One of the first decisions is related to the place and dates of the future event, should it be virtual, in person or hybrid. On-site events offer the advantage of providing a face-to-face experience, facilitating networking opportunities, allowing for more immersive experiences, and creating a sense of community among attendees. Online events offer several advantages, including increased accessibility and convenience, the ability to reach a wider audience regardless of geographic location, reduced costs for both organisers and attendees, and the ability to easily collect and analyse data on attendee engagement and behaviour. Hybrid events offer the advantage of combining the best of both virtual and in-person events, allowing for a wider reach and increased engagement while still maintaining a personal touch. However, hybrid events tend to reduce in-person attendance because of the alternative online option, which may be more convenient. We preferred an in-person event since the main objective was to enable human interaction and initiate a professional local community interested in ML in medicine. Without a doubt, this was the right choice, and a virtual meeting would have had very limited impact. Additionally, two of the talks were delivered as recorded videos. It was noticeable that while these were projected on a large screen with high-quality resolution and sound, the audience did not focus on these presentations at all. Instead, they started consulting their emails or working on their laptops. Thus, based on our experience, we strongly recommend an in-person meeting for such an event. Finally, we suggest that the lectures can be recorded and later released on YouTube if the organisers choose to widely distribute them – something we did – in order to maximise the impact of the event.

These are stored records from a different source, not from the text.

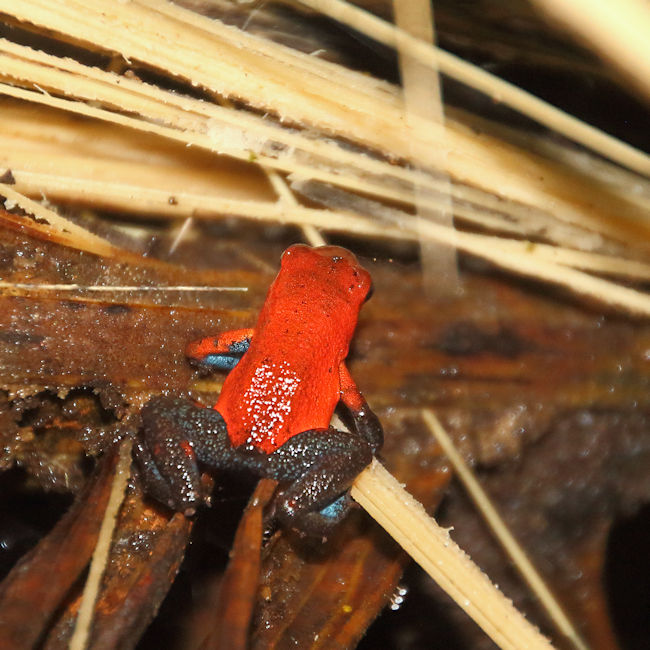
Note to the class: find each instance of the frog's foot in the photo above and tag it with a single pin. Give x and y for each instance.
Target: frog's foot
(321, 465)
(170, 448)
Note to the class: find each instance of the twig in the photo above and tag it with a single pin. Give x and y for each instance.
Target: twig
(496, 88)
(503, 534)
(619, 31)
(433, 549)
(79, 639)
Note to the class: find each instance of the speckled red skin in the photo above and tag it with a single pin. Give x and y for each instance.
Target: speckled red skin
(272, 417)
(289, 379)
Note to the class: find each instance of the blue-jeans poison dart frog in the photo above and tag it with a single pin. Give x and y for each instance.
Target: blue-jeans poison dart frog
(272, 418)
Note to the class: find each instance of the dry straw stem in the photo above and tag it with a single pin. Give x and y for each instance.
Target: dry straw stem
(502, 533)
(83, 624)
(496, 88)
(300, 89)
(619, 31)
(518, 257)
(433, 549)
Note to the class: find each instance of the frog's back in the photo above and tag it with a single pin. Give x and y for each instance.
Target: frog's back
(288, 380)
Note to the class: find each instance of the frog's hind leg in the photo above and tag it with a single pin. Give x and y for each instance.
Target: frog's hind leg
(176, 435)
(321, 465)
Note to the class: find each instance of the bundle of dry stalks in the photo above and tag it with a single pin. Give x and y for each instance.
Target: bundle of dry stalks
(272, 126)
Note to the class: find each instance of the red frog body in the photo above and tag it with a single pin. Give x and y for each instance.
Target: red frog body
(287, 376)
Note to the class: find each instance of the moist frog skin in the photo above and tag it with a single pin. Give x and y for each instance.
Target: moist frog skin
(272, 417)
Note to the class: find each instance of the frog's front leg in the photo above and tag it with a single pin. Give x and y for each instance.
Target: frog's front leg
(177, 435)
(221, 352)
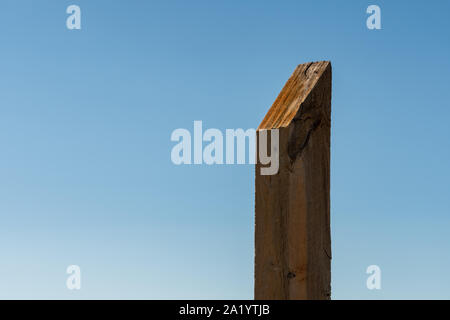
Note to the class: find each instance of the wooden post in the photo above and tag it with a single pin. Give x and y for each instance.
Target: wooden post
(292, 207)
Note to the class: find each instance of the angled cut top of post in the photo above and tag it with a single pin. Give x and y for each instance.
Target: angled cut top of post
(293, 94)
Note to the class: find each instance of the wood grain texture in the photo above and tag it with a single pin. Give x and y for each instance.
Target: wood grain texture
(292, 208)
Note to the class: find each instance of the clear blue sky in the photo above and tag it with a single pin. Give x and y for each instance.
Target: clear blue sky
(85, 124)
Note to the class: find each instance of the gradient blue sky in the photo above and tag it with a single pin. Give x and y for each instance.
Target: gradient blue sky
(85, 124)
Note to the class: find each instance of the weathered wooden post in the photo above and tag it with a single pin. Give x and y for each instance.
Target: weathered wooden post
(292, 207)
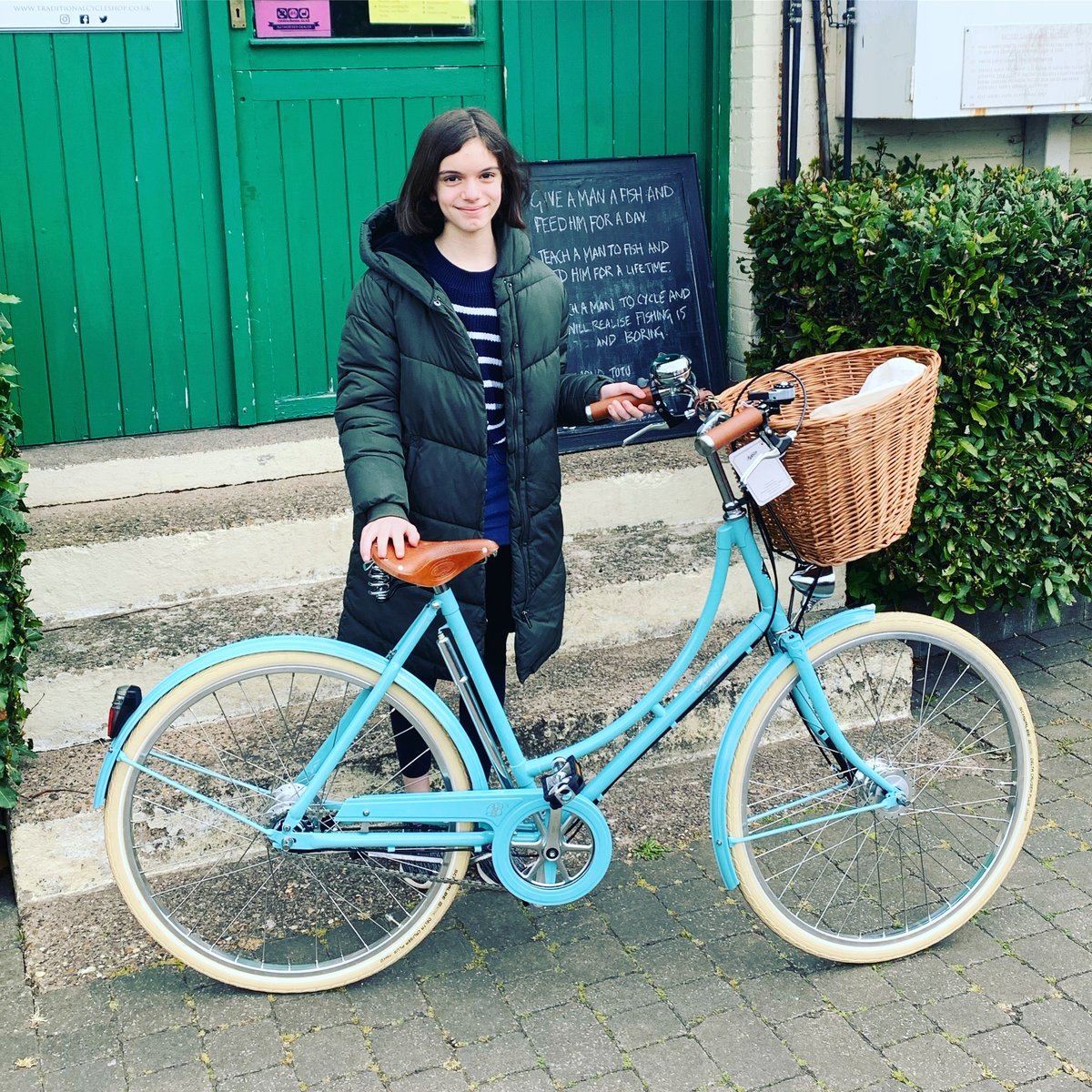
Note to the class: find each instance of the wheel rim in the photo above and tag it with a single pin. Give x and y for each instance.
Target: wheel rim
(216, 889)
(928, 714)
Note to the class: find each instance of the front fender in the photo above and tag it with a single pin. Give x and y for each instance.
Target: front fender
(726, 752)
(296, 643)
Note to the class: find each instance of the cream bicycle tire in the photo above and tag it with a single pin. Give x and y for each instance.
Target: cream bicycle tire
(972, 735)
(212, 713)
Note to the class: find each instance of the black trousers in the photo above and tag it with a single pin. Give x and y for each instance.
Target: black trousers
(414, 757)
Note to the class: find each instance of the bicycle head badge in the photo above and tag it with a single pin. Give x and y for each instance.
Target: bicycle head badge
(672, 391)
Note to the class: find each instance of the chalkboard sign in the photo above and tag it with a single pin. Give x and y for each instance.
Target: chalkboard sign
(627, 236)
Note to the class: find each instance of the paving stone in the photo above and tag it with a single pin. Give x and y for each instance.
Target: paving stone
(1057, 896)
(235, 1052)
(1064, 1026)
(969, 945)
(281, 1079)
(966, 1015)
(1009, 982)
(221, 1006)
(1011, 1054)
(98, 1076)
(637, 1027)
(329, 1053)
(76, 1047)
(192, 1077)
(441, 951)
(834, 1052)
(538, 992)
(636, 915)
(1013, 922)
(621, 995)
(594, 960)
(501, 1057)
(431, 1080)
(162, 1049)
(535, 1080)
(1076, 924)
(298, 1013)
(393, 995)
(152, 1000)
(715, 923)
(465, 1024)
(924, 977)
(781, 997)
(694, 1000)
(1053, 955)
(934, 1064)
(852, 988)
(572, 1043)
(671, 962)
(76, 1008)
(494, 920)
(622, 1080)
(682, 896)
(747, 956)
(565, 924)
(888, 1025)
(680, 1065)
(745, 1048)
(410, 1046)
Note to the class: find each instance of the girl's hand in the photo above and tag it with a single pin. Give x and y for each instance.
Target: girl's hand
(623, 409)
(388, 531)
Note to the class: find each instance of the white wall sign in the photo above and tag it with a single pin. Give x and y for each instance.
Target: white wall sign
(90, 16)
(1026, 66)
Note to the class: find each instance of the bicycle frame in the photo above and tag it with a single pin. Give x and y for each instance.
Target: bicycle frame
(474, 814)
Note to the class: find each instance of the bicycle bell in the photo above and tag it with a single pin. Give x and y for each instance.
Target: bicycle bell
(672, 391)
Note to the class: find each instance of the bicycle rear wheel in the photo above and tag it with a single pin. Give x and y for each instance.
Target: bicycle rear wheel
(931, 708)
(213, 890)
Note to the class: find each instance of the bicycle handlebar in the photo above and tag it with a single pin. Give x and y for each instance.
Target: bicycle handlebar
(598, 410)
(740, 424)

Recruiting sponsors was not the easiest task. Primarily, this was due to reaching out to local industries that had connections with some of the conference organisers. We presented the sponsors with various options. The generous partners had the opportunity to deliver a lecture and thereby promote their own research activities in the field of medical AI. This aligns well with the scientific programme and also helped in financing a portion of the event’s cost. The lower-tier sponsorship option involved featuring their logo on our communications such as the website and flyers. However, this option did not attract any sponsors.

Another critical point for a datathon involves finding questions of clinical importance that can be addressed using previously collected data such as in.13 There are several options here as some events may be more flexible in the sense that participants/projects leader can come with their data and questions or a more directed approach with defined datasets and questions. We chose projects from various medical fields rather than focusing on a specific problem area. This decision was made to foster the development of a professional community in the field of medical AI, promoting diversity in terms of the represented clinical specialties. Additionally, due to the time-constrained nature of the datathon, we aimed for students to work with real hospital data. Therefore, we sought datasets that had been developed by hospital researchers specifically for research purposes. In all cases, the data should be properly anonymized and the ethical statements from the IRB should be provided before the event. Mentors, with a clinical or a data science expertise, who can follow each team during the whole event are necessary to ensure the success of each project. The goal of a datathon is to demonstrate the effectiveness of a multidisciplinary approach where each team member can provide different expertise (medical, technical, social, legal and business). For that reason, we decided, as organisers, to create teams from the pool of participants prior to the datathon event.

We would like to add some additional recommendations based on things we would have done differently in retrospect. These include avoiding recorded lectures entirely. Additionally, it is important to ensure that speakers adhere to their allocated presentation time and to seek permission in advance for the use of pictures and videos from the event for marketing purposes. Finally, after the event, it would be beneficial to request feedback from participants through an online form in order to assess the impact of the event.